# SA Murray mouth Saturday 27th



## Jones24767874 (Mar 2, 2014)

Anyone keen for an early morning yak fish off sugars beach Saturday? I am planning on getting down there for 6.30.

Cheers joney


----------



## benjiaka (May 30, 2013)

If my Kayak is delivered in time and works in my favor I would defs be keen mate.


----------



## Stealthfisha (Jul 21, 2009)

im fitting a dual wheel carrier to the toy...if i dont i may pop down...good fishing lately?...ive been offline lately due to bowhunting commitments


----------



## Jones24767874 (Mar 2, 2014)

Fished there a couple of times now with nothing to write home about being caught but the location is perfect on a calm day.

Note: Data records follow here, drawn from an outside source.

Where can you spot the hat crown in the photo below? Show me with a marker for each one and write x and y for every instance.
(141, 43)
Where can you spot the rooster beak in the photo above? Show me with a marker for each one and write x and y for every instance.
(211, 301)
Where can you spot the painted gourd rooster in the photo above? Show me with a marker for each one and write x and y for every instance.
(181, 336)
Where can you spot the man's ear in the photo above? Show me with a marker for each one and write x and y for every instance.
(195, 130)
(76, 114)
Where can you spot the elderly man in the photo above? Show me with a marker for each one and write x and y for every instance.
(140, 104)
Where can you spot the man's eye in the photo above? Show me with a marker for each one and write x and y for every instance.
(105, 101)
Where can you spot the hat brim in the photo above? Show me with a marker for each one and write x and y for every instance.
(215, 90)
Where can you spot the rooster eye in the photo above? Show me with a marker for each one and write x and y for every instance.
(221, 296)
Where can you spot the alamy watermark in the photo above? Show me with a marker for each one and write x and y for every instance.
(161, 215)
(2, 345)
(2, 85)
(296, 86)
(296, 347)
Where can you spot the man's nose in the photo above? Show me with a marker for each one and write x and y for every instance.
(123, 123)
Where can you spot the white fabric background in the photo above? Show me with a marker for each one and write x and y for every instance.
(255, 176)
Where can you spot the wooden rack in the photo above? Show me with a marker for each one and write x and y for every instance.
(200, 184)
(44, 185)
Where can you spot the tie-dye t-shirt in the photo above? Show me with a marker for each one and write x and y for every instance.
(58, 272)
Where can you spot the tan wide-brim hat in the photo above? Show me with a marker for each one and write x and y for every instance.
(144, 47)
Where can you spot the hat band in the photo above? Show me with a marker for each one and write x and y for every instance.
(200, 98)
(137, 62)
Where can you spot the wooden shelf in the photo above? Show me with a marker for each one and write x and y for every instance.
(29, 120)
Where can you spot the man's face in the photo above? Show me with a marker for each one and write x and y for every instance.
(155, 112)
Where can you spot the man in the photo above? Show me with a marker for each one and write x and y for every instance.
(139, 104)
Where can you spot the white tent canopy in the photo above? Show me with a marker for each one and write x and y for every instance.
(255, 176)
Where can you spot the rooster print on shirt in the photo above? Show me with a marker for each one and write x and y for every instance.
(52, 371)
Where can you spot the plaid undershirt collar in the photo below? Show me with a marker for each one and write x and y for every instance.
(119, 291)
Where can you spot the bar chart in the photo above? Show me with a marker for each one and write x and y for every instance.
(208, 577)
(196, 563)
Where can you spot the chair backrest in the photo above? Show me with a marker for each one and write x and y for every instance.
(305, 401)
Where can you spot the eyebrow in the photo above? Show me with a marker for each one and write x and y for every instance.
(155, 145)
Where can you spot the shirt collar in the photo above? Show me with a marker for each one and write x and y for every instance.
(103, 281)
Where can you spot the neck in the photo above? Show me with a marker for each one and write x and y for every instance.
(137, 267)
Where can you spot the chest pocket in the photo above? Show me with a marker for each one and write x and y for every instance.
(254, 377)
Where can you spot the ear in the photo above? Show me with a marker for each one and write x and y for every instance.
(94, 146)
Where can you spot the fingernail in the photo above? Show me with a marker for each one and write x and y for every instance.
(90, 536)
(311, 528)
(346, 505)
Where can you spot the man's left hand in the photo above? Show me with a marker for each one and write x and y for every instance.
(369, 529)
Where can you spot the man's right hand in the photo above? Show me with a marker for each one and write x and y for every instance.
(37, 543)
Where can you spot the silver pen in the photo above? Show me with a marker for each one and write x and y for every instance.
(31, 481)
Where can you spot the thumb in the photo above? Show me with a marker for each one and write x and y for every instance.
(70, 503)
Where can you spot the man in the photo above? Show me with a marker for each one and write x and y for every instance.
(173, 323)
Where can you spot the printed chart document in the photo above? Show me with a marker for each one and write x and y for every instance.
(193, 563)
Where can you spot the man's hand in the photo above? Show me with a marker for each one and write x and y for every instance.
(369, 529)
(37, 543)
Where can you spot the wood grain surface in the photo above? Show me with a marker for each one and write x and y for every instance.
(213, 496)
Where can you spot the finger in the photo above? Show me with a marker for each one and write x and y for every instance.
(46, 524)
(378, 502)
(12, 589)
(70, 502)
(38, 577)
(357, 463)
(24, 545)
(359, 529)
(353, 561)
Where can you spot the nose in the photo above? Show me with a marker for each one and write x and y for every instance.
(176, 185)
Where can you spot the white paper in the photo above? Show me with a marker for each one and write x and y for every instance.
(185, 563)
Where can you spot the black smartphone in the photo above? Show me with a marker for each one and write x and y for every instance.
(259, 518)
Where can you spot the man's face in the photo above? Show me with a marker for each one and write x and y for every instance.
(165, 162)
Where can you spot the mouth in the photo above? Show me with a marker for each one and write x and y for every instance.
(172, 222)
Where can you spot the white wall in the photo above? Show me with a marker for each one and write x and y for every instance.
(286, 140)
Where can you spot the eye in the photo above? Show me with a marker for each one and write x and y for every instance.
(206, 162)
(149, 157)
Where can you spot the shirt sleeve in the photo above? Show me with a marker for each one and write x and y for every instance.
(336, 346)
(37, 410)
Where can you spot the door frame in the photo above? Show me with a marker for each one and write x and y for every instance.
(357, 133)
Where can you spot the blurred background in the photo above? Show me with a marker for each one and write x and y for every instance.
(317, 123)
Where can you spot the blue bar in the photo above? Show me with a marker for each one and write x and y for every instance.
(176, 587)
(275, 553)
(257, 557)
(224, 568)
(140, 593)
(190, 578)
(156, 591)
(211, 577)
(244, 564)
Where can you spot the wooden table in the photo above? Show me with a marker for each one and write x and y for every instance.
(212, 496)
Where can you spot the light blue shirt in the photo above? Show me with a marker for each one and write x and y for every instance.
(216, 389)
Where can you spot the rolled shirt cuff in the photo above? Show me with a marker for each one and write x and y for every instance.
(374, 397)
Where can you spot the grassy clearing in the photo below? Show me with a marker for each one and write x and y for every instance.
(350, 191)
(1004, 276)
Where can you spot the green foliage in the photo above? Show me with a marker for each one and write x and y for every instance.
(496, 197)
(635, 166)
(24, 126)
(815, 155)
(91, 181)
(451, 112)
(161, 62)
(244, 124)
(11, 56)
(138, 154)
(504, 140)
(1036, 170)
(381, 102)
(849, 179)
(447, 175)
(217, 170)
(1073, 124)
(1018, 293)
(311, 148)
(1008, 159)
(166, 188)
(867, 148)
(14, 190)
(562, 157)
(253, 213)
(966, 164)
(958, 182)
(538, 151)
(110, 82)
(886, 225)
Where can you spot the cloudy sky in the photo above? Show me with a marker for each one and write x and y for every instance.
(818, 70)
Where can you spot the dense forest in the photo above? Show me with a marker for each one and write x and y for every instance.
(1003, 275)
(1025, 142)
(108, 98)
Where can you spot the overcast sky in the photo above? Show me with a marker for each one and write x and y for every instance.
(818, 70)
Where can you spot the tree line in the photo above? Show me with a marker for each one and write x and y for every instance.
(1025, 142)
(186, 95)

Scored a day off tomorrow (Thursday), forecast is good if anyone's keen for a fish.??


----------



## Jones24767874 (Mar 2, 2014)

Weather is not looking to good for tomorrow so ill be putting it on ice.


----------



## Stealthfisha (Jul 21, 2009)

Good call mate...hope the weather fines up for you


----------



## benjiaka (May 30, 2013)

I'm still waiting my boat to arrive so no go yet, hope next week!


----------



## Minny (Dec 2, 2013)

Jones when Benjika gets his yak P.M us and we will all go 
Cheers


----------